As voters, black women will be key to any get-out-the-vote efforts, as they are crucial to the overall turnout of African Americans, who made up 28 percent of the vote in the 2010 midterm elections in Georgia.

And although black women power the black vote, making up almost 60 percent of the voters in that key demographic -- and cast ballots at a higher rate than any other demographic group in 2008 and 2012 -- that has hardly translated to political power.

Currently, only two black women hold statewide office: Denise Nappier, the state treasurer in Connecticut, and Kamala Harris, who is California's attorney general. Going back through history, only 10 black women have served in a statewide office.

Georgia may be the best starting place for black women (and Democrats more broadly) to make up some ground. In the Peach State, black women make up nearly 17 percent of the population and the hold almost 12 percent of the state's legislative positions.
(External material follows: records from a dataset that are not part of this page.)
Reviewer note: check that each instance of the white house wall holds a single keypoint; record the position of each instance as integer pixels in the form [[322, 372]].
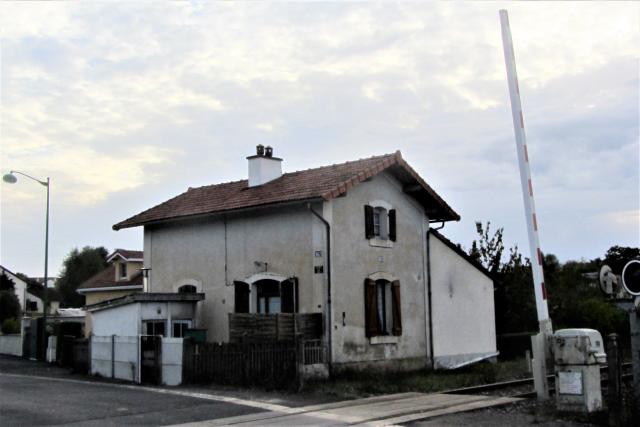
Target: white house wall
[[193, 252], [122, 321], [463, 308], [354, 260]]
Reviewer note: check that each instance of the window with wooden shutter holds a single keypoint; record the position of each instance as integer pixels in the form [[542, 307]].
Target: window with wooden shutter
[[289, 294], [370, 308], [241, 297], [396, 328], [392, 225], [368, 222]]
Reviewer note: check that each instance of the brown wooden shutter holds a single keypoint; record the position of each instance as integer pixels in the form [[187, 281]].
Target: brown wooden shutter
[[370, 314], [241, 297], [289, 296], [392, 225], [368, 221], [396, 328]]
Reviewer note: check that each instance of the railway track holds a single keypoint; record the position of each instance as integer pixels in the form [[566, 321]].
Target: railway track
[[524, 387]]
Black women also make up 75 percent of the Democratic women in the Georgia state legislature.

(Another likely candidate is North Carolina, according to the same study, in which almost 22 percent of the Democratic state legislators are black women.)

Those numbers come as Democrats are losing power in legislatures nationwide, particularly in the South. And often, candidates for congressional offices and higher statewide offices are drawn from the state legislature.

But if Democrats are to reverse the longstanding trends in the South -- and in Georgia -- black women will surely play a major role.